Talk Show with Nia Dinata

Kira-kira jam 13 tadi at Multi Purpose Building di kampusku, Nia Dinata hadir sebagai pembicara. Jauh-jauh hari kajur kami bilang kalau Nia Dinata bakal datang ke kampus. Walau acaranya untuk semua jurusan, tapi ak lihat sebagian besar yang hadir adalah anak jurusanku, KPI. Menurut aku peserta yang datang tadi juga sedikit. Sayang banget, padahal narasumbernya keren. Nyesel tuuu yang nggak pada dateng.

Sebelum masuk, aku melihat seorang perempuan berambut pendek hendak memasuki


gedung itu juga. *Batinku* ohh berarti acaranya untuk umum, ya.. bukan untuk warga kampusku aja(yang notabenenya kampus islam). Ternyata mbak-mbak tersebut juga menarik perhatian temenku.

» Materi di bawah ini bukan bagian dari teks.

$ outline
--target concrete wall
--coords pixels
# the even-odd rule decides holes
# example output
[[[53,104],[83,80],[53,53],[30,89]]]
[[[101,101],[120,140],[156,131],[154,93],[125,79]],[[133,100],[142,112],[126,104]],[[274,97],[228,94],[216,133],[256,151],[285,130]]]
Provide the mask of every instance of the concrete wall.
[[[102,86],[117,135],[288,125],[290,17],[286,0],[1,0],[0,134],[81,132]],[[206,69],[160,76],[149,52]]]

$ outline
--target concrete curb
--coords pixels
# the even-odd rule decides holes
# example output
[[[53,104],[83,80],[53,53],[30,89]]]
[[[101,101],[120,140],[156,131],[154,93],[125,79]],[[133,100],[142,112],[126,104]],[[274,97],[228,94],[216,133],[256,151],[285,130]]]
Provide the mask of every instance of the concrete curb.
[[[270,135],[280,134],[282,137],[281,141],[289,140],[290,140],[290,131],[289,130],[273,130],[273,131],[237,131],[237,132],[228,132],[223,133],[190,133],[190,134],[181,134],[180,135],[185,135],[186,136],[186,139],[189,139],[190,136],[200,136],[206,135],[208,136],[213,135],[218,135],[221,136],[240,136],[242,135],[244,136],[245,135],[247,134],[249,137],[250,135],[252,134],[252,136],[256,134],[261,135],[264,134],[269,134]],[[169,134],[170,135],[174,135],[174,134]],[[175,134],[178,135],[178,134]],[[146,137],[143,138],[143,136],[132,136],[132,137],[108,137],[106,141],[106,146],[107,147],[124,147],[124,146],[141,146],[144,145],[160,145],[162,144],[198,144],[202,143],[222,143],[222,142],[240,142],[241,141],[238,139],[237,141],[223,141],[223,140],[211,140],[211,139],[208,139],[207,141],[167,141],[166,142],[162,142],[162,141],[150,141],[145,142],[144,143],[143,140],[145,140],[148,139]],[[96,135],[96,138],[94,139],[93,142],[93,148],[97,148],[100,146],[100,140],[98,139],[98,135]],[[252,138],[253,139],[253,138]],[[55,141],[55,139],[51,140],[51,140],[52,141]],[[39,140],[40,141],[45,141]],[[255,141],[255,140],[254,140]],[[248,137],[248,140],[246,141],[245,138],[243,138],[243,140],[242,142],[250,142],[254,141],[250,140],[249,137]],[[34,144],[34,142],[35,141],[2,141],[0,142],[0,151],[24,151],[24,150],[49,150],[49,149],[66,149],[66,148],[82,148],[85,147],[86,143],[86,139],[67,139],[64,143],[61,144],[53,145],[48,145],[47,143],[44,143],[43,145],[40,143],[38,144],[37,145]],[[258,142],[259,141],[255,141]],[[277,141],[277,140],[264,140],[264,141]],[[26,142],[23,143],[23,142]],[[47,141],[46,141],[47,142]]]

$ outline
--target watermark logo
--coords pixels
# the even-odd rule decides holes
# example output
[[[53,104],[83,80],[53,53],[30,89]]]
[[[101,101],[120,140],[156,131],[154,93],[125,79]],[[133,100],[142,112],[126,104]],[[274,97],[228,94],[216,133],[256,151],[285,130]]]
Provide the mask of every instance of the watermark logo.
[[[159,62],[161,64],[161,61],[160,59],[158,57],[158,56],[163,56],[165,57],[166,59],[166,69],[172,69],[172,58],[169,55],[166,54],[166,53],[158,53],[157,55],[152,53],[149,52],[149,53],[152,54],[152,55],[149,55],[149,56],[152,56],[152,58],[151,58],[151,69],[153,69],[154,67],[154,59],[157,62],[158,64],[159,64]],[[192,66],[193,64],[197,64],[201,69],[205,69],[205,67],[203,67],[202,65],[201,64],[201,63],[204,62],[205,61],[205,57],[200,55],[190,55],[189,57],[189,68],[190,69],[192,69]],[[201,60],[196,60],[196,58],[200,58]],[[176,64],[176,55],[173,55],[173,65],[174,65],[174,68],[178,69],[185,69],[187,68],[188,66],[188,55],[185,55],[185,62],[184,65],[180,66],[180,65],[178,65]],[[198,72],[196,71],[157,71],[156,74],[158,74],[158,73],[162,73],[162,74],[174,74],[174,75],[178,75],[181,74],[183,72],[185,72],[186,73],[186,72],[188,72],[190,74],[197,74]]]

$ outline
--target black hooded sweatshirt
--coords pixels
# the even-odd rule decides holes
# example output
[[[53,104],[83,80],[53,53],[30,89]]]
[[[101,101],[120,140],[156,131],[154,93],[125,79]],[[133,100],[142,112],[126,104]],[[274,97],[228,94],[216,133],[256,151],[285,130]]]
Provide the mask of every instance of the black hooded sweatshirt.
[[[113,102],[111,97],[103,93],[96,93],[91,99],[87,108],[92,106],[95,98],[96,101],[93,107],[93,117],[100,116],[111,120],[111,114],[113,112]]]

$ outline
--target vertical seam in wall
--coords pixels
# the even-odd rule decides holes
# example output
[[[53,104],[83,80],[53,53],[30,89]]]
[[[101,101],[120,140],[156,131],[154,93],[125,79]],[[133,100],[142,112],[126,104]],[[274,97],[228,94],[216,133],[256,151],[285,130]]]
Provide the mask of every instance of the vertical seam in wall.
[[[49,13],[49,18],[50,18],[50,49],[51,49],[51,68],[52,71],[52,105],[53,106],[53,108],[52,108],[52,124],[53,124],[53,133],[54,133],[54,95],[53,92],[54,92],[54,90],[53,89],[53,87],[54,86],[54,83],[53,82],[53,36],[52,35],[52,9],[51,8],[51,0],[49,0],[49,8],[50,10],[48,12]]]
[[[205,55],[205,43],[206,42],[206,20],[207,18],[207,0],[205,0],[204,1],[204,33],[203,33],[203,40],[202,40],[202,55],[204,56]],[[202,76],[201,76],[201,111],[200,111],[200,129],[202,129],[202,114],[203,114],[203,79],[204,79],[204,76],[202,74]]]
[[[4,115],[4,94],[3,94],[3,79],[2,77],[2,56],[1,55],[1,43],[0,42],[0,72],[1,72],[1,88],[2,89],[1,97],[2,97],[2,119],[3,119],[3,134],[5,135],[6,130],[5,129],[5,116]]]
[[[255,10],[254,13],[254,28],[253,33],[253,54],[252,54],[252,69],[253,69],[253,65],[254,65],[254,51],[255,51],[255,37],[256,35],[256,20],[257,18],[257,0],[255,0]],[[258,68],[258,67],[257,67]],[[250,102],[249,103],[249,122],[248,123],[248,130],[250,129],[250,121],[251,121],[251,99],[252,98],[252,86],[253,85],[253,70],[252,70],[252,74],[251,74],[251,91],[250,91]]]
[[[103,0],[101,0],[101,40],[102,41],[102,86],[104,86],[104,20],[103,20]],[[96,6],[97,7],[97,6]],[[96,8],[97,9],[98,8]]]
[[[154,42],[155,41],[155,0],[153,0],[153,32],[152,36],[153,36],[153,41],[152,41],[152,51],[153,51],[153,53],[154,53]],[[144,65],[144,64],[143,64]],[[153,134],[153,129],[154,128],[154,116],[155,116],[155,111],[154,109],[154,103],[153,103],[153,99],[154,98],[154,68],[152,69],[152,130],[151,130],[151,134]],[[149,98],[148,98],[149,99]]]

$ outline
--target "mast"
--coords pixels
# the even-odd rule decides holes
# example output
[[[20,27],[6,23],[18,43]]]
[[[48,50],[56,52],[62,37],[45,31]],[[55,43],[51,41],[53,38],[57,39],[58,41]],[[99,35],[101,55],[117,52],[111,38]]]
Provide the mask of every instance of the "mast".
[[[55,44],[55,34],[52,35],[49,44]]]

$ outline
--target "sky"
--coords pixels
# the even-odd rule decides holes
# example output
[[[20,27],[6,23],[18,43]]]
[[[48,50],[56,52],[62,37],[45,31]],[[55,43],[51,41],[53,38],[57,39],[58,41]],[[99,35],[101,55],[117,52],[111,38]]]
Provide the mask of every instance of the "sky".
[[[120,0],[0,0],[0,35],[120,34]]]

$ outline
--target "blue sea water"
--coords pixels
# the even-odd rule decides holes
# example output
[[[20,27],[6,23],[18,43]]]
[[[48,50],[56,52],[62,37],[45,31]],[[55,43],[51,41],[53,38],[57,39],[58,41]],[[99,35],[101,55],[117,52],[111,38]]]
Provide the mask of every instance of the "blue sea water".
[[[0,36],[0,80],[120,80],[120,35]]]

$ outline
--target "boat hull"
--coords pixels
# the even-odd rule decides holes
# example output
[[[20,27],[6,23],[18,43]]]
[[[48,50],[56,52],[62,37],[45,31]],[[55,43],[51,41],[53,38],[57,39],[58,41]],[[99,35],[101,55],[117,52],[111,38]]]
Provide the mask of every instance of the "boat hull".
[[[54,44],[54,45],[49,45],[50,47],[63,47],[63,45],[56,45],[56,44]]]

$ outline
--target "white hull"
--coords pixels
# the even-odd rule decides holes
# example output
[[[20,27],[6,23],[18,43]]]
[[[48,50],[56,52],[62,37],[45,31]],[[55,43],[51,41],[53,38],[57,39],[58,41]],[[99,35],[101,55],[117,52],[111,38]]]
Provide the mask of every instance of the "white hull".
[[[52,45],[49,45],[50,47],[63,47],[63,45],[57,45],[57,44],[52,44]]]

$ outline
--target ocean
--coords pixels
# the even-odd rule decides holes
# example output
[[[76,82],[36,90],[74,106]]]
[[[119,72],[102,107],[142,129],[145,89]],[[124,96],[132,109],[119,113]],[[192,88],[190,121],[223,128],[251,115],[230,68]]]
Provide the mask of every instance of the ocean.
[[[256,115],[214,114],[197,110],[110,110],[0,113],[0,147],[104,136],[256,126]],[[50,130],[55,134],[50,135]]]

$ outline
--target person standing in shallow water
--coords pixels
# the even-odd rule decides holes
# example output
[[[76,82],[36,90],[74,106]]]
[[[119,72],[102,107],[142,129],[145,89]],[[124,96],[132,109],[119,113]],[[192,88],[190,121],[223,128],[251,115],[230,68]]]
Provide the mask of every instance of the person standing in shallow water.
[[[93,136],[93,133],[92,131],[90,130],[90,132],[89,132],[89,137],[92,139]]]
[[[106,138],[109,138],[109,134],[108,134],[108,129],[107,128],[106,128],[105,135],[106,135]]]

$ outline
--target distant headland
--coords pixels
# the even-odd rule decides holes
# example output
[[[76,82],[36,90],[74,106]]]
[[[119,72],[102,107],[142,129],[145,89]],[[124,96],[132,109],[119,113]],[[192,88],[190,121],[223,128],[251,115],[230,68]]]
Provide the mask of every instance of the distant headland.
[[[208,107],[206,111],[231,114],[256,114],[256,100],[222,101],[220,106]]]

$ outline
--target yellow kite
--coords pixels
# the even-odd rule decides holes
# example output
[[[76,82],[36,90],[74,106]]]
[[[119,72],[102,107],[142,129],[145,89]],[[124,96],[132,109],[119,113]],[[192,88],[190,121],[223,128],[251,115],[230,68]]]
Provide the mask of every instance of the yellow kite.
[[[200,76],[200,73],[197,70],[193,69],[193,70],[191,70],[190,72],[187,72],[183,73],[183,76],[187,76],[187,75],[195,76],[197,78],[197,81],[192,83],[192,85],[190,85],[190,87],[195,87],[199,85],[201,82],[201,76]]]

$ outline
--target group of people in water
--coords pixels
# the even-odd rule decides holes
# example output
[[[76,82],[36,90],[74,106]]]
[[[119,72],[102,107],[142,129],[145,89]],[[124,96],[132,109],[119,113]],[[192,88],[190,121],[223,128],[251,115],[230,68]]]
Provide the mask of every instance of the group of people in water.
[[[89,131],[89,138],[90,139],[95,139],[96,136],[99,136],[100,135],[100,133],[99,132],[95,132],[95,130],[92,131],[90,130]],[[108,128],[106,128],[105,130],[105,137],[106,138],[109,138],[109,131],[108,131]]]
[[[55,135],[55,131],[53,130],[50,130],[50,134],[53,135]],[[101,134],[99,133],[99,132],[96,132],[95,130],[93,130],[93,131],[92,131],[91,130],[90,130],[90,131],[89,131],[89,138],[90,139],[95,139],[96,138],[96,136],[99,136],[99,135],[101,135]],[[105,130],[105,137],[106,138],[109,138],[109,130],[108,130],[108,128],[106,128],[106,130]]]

Say: Eh ya ampun sepatunya.. *ketawa*
Aku: *lihat flat shoes ngejreng yang dipakai mbak-mbaknya* Kenapa, Say? :)
Say: warnanya kayak "highlight" yang di jas hujan.
Aku: Haha
Ternyata.... setelah masuk akhirnya tahu kalau orang itu adalah Nia Dinata --" #ampuun


Sebenarnya ada dua narasumber. 1st speakernya adalah bapak Hamdi Salad, dosen agama dan budaya ISI Yogyakarta. Dari beliau aku menangkap kalimat "Tontonan malah jadi tuntutan, tuntutan malah jadi tontonan." Jadi, misalkan ketika ada sebuah film, nilai kebaikan yang terkandung dalam filmnya malah sekedar menjadi sebuah tontonan sedangkan aspek lainnya malah menjadi tuntutan.
Kalau aku sih memahaminya misal, sebuah film yang didalamnya terkadung nilai kebaikan, sebut saja nilai-nilai islami, nah nilai-nilai islaminya malah sering kali tidak dianggap, tapi aspek menghiburnya justru yang diambil. Misalkan aja nih.. gaya kehidupan tokohnya, atau sisi-sisi lainnya yang kurang berhubungan sama sisi positif film tersebut. Terus juga bapaknya bilang kalau di Indonesia ini banyak tanyangan yang berlebel Islam tapi malah isinya kagak Islam, bahkan cuma menjiplak tayangan luar. Aduh!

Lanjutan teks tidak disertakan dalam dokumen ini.